Hortonworks released a preview release version of the next generation of Apache Hadoop
Source: Internet
Author: User
KeywordsPublish work preview
Hortonworks has released a preview release of the next generation of Apache Hadoop. The Apache Hadoop commitment expands the range of types that can be applied to analysis on a data-processing platform.
The new Apache Yarn Scheduler replaces the MapReduce by providing a more general resource management framework
"Hadoop 2.0 is a fundamental architectural change that makes Hadoop more important than just being a batch platform," says Arun Murthy, founder of Hortonworks and one of the core engineers who develop Hadoop. This updated software will drive a new round of technological innovation.
The Hortonworks Data Platform 2.0 Community Preview (Community preview) contains a number of new components for the Hadoop environment, most notably yarn (verb Another Resource, negotiator, Another resource coordinator). This is the follow-on product of Hadoop's MapReduce job scheduler.
Murthy says Hadoop started as a "single application Platform", mainly based on extracting and indexing site content. Agencies are now seeking to use it for other tasks, such as interactive queries and analysis of real-time data transmission.
Yarn improved MapReduce by expanding the types of work that can be done on the Hadoop platform. MapReduce can only manage bulk processing work, perform data analysis on any number of nodes, and return results when completed.
Yarn, by contrast, is a common resource management framework. Yarn provides a basis for running a non-batch process, such as running real-time data streams indefinitely and working with interactive queries. Users can query the data in the interactive query in the move. Murthy says users can now bulk process MapReduce's work and SQL queries that interact when performing tarn work.

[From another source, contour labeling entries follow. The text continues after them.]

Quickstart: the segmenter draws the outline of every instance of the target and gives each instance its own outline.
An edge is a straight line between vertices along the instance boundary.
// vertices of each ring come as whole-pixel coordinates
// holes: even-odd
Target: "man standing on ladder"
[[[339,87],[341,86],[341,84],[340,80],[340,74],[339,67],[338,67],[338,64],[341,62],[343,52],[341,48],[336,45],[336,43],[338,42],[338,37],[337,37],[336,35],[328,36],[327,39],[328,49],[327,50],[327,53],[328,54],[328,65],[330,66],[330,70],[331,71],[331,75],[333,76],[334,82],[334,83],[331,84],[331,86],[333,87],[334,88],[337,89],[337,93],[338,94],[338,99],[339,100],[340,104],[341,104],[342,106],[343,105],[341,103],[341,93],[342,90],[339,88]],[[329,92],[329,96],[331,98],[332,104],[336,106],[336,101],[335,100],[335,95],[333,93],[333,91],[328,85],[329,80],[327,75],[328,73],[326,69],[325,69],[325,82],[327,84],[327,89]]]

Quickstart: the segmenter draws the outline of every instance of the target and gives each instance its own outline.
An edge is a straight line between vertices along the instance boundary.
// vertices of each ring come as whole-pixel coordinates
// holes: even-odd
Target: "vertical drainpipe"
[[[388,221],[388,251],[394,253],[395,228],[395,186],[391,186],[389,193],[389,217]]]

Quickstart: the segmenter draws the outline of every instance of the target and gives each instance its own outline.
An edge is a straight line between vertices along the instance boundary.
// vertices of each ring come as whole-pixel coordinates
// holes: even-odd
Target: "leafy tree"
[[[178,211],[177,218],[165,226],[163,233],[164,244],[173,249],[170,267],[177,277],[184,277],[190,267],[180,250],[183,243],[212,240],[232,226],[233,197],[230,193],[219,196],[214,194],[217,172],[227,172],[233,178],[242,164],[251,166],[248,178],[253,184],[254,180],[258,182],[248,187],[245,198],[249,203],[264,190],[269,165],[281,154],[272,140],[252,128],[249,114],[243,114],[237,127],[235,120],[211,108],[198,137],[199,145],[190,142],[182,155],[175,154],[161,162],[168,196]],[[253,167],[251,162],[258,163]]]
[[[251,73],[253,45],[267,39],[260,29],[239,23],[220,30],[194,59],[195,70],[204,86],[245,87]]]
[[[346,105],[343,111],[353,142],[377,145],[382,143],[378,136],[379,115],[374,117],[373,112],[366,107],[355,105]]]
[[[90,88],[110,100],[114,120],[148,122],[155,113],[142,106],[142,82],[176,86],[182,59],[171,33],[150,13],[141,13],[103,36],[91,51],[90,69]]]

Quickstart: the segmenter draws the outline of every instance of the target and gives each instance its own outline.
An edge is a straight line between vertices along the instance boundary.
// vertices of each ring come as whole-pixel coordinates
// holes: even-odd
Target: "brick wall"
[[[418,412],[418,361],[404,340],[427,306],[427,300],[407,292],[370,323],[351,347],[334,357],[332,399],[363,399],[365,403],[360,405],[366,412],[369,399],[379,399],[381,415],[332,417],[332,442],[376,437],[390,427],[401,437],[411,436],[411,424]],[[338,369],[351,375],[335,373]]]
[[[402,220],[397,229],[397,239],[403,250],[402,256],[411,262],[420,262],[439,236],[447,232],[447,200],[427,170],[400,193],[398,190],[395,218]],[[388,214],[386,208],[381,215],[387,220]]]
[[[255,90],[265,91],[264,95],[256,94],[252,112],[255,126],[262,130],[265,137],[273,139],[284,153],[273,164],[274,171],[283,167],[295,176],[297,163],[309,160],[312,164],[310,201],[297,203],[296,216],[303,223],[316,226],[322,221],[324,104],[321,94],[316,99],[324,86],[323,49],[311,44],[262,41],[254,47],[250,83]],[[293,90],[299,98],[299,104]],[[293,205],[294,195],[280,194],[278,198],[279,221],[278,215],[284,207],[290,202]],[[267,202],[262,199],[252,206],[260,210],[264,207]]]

"Using yarn, you have a cluster that is familiar with all the different types of workloads and job requirements," said Shaun Connolly, vice president for corporate strategy, Hortonworks. Therefore, they can coexist. You should not let a job dominate or take over all the resources of this cluster. Previously, organizations had to run different clusters to perform different styles of tasks.
HDP 2.0 also includes a number of new components, including a yarn plug-in Apache Tez that accelerates large and interactive work, and a technology set that provides the ability to run SQL queries in a Hadoop library.
This preview of HDP 2.0 is a complete version of the Hadoop release that can be run in Oracle VirtualBox or VMware Virtual environments.
Hortonworks released HDP 2.0 at the 2013 Hadoop summit in San Jose, Calif., this week. Rackspace announced at the conference that it would provide Hadoop services and that its analysis tools were provided by Pentaho. Splunk publishes a hunk tool to query the Hadoop library. The Data Warehouse system provider Teradata released a new Hadoo application. VMware upgraded the Vsphere virtualization management software to support the Hadoop cluster.
The content source of this page is from Internet, which doesn't represent Alibaba Cloud's opinion;
products and services mentioned on that page don't have any relationship with Alibaba Cloud. If the
content of the page makes you feel confusing, please write us an email, we will handle the problem
within 5 days after receiving your email.
If you find any instances of plagiarism from the community, please send an email to:
info-contact@alibabacloud.com
and provide relevant evidence. A staff member will contact you within 5 working days.